A new beginning (Ranger training)

Aldethar

Active member
Ranger from South Africa
Pronouns: He/Him
Posts: 31
Hi everyone,

So I have been on this site for a while, starting and stopping and always beating myself up, and I think it is time to stop this vicious cycle.

Sadly I am a person that gets disheartened a bit to fast, then stop and then beat myself up about it. At the current moment it is so bad that I am wondering why I am even starting this thread as I will give up in 2 weeks time.... However, as I said, I want to try my utmost to stop this cycle.

I consider myself a Ranger as I used to love participating in obstacle courses in the past (like the Spartan) and loved them.

My 2 biggest issues are diet as well as keeping on with exercise.

So my plan is to first train a bit to lose weight (currently at 103 Kgs) and secondly to eat healthier.

For the first I am currently doing 2 of the programs (Square one as well as Arms of Steel Chair edition). I am also throwing in some pushups.
After that I want to incorporate some running into my training.

For number 2 I want to try eating more like a ranger would.

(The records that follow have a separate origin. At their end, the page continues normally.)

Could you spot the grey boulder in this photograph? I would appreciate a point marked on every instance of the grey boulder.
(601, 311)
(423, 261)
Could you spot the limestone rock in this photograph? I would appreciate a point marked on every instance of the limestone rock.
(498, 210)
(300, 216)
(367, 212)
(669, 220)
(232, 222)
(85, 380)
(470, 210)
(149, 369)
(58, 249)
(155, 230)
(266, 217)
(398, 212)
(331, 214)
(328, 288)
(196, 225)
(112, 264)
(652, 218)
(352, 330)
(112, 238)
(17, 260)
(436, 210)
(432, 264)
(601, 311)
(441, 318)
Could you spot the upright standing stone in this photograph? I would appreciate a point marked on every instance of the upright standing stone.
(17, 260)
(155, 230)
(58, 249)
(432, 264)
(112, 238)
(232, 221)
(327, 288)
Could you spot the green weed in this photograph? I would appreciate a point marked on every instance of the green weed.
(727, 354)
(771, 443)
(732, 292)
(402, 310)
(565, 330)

So no processed foods and mainly vegetables that one could find naturally.
Perhaps even create a special training program for "Gathering" the food, maybe something like 10 squats per potato and carrot and 20 high knees for a chicken to start of with.

I really hope that me writing down my foods as well as exercises I will be a bit more accountable and hope that this is the start of a wonderful adventure.
 

Aldethar

Active member
Ranger from South Africa
Pronouns: He/Him
Posts: 31
Thank you all for welcomes :)

So it seems that the accountability part is already working as I did not want to write chocolate croissant as food, so I didnt get one :D

I change the Square one with Baseline so that I can have a streamline as well as strength program running.
Finished both day 1 on level 3.
Added a few pushups as well.

For for the day was a apple, protein shake and home made pasta with bolognaise sauce.
 

Aldethar

Active member
Ranger from South Africa
Pronouns: He/Him
Posts: 31
Today went OK.
Day 2 of both Baseline and Arms of Steel completed. The squats did cause some knee issue and changed it to one legged romanian deadlifts.

Food for the day was Oats with an apple, chicken salad and a protein bar.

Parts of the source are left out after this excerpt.